Sorry, guys. The Bluewinged teal picture was an old production picture. Not sure how it sneaked in.
Anyway! Here's the pic of the Bluewinged teal that we are putting in production!


----------



## aztec (Oct 27, 2005)

They look good when new. But, in my experience, look at them too hard and the paint chips off. I'll go with Flambeau. I have some Flambeau's that I bought in the 80's that look better than the G&H decoys, I purchased last year.


----------



## dakotashooter2 (Oct 31, 2003)

FYI to G&H and other producers........Those teal decoys have way to much color for us up here in the norther tier. The only time we see that much color is in the spring. In 35 years of hunting I have never seen much less shot a full color blue wing drake during the fall in ND...


----------



## BDC (Feb 10, 2010)

Please, if you have any issues with the paint or structure of our decoy, let us know.
1-800-443-3269

If it is a question of quality, it is gauranteed!

BDC
G&H DECOYS


----------



## Gunny (Aug 18, 2005)

That cant be right...

Are you sure you didn't purchase GHGs.

No offense, but there is a HUGE difference. I have never seen a G&H decoy lose paint after 1 season. (except the 1 that fell out da' truck) 

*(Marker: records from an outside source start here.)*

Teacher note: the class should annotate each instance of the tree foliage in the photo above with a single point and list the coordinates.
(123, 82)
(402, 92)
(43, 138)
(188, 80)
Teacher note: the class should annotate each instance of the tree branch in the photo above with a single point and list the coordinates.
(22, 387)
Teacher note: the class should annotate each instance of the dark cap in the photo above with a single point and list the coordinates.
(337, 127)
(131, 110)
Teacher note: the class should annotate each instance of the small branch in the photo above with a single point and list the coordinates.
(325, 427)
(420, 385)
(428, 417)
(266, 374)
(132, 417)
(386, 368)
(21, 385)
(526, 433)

Long term it's tough to beet G&H.

p.s. 
Yes i run GHGs. But it was a pure cost thing. I also have the 12 slot bag which is a MUST if you are gonna' keep Averys in good condition *In My Opinion...*


----------



## 9manfan (Oct 22, 2008)

Gunny said:


> That cant be right...
> 
> Are you sure you didn't purchase GHGs.
> 
> ...


X2


----------